Seligeria cardotii

Scientific classification
- Kingdom: Plantae
- Division: Bryophyta
- Class: Bryopsida
- Subclass: Dicranidae
- Order: Grimmiales
- Family: Seligeriaceae
- Genus: Seligeria
- Species: S. cardotti
- Binomial name: Seligeria cardotti R. Br. bis

= Seligeria cardotti =

- Genus: Seligeria
- Species: cardotti
- Authority: R. Br. bis

Species of moss

Seligeria cardotii is one of the two species in genus Seligeria, bryophytes of the Seligeriaceae family, in the Southern Hemisphere; an additional 19 species have been described in the Northern Hemisphere.

==Appearance==
S. cardotii is an erect, light green to blue-green moss. It typically does not grow longer than 3 mm.

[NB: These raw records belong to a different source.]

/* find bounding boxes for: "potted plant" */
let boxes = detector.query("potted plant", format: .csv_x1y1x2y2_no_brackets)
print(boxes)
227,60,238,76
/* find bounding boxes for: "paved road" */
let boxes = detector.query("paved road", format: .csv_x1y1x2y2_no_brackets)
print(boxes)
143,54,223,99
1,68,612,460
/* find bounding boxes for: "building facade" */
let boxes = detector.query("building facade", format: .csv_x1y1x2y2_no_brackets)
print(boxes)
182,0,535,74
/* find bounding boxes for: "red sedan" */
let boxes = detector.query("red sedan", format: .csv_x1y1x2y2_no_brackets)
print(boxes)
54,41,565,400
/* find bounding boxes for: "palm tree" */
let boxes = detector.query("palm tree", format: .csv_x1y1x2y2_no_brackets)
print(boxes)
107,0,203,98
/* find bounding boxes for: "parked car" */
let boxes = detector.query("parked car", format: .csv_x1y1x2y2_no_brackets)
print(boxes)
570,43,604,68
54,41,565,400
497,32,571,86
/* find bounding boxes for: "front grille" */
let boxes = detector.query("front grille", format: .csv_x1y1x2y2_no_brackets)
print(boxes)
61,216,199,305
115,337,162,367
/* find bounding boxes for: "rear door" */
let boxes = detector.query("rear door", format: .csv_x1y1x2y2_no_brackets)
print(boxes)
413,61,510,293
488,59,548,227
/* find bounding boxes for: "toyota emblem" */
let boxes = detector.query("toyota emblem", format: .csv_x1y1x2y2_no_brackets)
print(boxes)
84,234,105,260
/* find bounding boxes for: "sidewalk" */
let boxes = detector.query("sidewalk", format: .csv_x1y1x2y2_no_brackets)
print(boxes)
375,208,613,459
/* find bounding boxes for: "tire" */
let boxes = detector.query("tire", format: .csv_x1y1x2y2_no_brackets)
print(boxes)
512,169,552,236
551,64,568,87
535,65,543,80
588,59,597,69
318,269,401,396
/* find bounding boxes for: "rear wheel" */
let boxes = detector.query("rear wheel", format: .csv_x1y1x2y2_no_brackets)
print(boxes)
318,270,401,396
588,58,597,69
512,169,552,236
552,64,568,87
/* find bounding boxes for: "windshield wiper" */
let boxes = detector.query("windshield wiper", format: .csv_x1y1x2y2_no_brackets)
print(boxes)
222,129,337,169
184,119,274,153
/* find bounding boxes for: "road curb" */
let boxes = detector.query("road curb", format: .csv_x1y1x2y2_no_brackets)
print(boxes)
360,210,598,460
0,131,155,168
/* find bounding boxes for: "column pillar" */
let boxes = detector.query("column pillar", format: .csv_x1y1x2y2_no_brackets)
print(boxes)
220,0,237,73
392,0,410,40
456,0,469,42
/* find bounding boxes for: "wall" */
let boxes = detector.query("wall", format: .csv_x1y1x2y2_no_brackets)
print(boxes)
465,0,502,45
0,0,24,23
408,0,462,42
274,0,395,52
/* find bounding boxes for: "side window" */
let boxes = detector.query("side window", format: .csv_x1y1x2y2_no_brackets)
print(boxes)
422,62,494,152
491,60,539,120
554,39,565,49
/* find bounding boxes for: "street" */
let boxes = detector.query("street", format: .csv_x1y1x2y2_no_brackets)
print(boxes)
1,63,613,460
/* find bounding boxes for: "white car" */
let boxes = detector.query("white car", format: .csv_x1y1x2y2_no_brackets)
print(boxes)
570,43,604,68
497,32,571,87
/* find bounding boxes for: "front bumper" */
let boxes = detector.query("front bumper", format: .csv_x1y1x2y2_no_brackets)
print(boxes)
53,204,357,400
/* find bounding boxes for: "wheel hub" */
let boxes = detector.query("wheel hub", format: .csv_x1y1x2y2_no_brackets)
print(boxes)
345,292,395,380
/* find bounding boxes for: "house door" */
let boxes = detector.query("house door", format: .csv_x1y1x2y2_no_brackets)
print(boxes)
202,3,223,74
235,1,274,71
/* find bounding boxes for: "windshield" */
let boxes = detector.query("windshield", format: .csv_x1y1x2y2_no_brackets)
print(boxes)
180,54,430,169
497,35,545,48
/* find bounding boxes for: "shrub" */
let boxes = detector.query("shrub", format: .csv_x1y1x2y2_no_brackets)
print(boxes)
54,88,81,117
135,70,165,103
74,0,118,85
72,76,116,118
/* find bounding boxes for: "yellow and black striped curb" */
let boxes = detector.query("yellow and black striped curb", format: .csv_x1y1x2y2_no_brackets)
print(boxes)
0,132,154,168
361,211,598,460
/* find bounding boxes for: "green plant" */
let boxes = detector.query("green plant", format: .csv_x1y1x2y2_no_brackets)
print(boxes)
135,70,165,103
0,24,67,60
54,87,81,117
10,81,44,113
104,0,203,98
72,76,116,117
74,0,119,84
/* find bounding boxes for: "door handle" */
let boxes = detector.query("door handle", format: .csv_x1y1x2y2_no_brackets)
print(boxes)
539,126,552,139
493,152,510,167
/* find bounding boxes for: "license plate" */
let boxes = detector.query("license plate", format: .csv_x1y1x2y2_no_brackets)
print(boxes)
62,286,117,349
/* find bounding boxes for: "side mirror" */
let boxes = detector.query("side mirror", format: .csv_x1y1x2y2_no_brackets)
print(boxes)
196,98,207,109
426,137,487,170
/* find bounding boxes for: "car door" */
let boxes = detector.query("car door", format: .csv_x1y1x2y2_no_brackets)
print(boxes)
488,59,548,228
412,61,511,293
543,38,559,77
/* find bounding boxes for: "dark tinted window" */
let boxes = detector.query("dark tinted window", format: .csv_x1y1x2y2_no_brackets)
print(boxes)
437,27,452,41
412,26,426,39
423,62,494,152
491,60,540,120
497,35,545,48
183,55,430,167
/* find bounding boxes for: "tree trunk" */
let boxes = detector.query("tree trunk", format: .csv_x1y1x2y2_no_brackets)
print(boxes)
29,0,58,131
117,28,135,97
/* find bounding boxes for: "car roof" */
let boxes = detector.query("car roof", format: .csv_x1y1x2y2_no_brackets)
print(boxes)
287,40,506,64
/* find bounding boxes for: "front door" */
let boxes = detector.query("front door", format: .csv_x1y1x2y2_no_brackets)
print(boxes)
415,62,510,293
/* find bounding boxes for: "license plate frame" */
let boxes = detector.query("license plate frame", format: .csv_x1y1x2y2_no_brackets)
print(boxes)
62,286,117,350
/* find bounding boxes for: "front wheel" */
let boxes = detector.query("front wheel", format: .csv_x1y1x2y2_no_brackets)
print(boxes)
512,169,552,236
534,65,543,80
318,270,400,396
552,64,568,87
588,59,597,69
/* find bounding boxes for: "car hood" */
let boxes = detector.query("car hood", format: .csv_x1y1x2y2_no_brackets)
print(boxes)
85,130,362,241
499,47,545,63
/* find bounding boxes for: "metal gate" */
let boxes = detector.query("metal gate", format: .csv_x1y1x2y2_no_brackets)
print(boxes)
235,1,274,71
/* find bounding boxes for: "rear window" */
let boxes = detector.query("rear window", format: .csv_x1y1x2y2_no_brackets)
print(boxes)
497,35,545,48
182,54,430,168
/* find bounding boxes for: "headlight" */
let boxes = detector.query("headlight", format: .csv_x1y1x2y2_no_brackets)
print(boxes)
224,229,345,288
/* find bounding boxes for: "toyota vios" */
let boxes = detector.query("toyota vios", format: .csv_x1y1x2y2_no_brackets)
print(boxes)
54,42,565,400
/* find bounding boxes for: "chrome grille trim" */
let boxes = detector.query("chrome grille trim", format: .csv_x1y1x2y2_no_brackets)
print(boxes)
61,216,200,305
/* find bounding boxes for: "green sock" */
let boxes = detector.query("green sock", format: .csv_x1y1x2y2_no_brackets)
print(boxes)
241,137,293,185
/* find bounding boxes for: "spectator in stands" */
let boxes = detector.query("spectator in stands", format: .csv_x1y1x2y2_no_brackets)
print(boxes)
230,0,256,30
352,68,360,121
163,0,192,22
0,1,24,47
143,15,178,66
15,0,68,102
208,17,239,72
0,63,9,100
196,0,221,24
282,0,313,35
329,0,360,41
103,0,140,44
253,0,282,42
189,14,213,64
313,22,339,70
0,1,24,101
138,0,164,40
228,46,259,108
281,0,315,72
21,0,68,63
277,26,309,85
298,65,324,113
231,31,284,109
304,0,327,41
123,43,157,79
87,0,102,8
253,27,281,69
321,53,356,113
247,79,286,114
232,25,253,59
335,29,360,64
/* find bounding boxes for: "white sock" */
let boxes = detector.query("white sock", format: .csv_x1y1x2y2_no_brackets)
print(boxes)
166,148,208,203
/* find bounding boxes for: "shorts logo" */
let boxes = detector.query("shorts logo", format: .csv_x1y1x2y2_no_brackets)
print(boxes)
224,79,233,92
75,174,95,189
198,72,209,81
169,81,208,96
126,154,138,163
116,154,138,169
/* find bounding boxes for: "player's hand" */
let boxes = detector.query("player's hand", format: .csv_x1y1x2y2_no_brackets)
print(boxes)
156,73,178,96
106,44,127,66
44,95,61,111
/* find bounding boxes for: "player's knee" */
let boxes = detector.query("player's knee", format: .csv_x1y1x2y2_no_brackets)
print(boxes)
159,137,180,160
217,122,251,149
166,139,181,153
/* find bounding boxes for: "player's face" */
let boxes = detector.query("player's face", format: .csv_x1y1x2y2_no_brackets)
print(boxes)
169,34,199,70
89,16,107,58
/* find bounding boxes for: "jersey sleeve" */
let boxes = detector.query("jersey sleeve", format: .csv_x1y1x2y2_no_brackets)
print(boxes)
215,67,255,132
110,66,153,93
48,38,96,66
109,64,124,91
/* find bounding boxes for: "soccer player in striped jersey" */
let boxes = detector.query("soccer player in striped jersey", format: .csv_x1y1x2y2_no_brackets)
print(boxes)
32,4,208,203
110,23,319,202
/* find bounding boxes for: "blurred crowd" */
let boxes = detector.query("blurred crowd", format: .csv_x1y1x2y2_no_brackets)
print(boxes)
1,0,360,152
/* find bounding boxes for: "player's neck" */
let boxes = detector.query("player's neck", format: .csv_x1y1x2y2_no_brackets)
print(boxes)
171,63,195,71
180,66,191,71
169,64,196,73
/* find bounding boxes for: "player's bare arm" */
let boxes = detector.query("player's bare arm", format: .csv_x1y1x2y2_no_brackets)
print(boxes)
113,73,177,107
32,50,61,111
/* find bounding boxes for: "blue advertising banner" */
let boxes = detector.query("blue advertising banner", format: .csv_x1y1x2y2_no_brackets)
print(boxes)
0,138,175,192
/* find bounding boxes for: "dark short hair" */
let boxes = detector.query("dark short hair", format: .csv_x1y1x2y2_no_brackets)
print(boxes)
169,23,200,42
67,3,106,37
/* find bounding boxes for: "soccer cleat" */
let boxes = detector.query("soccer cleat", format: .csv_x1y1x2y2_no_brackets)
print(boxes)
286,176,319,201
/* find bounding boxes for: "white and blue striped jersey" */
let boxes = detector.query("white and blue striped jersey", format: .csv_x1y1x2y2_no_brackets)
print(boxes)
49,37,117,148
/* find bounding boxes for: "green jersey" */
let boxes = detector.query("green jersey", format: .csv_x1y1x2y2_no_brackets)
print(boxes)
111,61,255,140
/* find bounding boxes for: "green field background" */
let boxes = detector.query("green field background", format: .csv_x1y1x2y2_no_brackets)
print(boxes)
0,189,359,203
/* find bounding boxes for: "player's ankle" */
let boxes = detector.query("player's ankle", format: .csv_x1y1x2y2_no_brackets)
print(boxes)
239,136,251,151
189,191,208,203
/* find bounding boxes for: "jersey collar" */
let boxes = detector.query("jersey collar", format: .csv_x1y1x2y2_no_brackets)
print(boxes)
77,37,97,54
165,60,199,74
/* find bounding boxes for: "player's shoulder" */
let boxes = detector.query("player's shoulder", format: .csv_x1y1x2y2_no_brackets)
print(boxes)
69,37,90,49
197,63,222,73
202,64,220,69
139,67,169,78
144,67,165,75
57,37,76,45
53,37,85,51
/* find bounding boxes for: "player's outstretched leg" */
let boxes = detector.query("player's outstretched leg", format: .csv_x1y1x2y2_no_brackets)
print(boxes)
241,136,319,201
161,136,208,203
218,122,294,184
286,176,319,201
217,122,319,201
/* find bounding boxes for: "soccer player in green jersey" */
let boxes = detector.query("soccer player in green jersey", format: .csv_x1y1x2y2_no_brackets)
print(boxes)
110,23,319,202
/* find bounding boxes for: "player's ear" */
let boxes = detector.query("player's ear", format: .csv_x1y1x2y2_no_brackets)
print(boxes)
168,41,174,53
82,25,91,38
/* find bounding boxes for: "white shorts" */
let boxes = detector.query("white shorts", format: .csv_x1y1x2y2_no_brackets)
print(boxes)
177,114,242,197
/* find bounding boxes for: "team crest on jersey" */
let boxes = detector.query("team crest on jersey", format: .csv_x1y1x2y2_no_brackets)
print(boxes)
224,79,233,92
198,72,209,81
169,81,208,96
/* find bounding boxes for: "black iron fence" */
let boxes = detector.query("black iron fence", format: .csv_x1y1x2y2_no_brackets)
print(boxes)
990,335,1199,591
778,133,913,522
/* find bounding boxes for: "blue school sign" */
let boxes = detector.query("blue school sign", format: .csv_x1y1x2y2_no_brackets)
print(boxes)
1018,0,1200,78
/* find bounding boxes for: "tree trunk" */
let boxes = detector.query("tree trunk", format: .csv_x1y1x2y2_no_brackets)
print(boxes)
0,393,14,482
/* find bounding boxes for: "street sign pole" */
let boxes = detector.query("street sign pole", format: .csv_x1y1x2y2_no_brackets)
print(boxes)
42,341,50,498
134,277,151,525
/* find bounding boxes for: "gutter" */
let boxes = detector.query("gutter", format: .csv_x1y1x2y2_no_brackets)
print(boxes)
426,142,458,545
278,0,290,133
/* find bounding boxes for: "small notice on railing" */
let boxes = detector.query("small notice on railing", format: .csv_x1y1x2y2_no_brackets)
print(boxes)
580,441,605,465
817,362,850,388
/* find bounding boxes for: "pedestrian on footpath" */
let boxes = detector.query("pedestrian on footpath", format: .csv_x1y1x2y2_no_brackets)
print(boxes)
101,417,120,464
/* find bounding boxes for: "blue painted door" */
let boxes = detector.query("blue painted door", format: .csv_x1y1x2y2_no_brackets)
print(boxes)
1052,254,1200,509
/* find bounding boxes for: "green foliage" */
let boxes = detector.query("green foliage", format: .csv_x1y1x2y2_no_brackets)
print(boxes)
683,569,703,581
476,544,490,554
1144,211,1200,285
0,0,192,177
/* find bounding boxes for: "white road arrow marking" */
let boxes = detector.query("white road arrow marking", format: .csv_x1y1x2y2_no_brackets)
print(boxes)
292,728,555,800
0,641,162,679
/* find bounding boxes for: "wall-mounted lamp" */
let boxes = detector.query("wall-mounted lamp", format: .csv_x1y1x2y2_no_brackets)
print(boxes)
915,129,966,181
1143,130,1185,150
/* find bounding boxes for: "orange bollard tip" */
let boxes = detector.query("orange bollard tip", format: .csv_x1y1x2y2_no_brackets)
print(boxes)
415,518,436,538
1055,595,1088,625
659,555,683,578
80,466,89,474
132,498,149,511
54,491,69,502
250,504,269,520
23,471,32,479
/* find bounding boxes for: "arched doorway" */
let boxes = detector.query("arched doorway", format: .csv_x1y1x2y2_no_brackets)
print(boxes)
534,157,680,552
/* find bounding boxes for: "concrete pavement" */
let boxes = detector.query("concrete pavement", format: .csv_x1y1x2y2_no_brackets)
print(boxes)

Its leaves are linear with a narrow midrib between 2-3 rows of translucent cells on either side. The leaves do not sheath at the stem and have an entire to slightly crenellate sobarnis margin. Capsules are 0.4-0.5-mm long and obovate-hemispheric when moist, becoming obconic when dry. The peristome contains 16 moderately short, reddish, lanceolate teeth approximately 40-μm. Spores are 10-14-μm in diameter and green.

==Geographical distribution and habitat==
The type specimen of S. cardotii was described in the nineteenth century from a collection from New Zealand's South Island, where it is widespread on moist calcareous soils. It has also been recorded in Australia from a single population in Tasmania.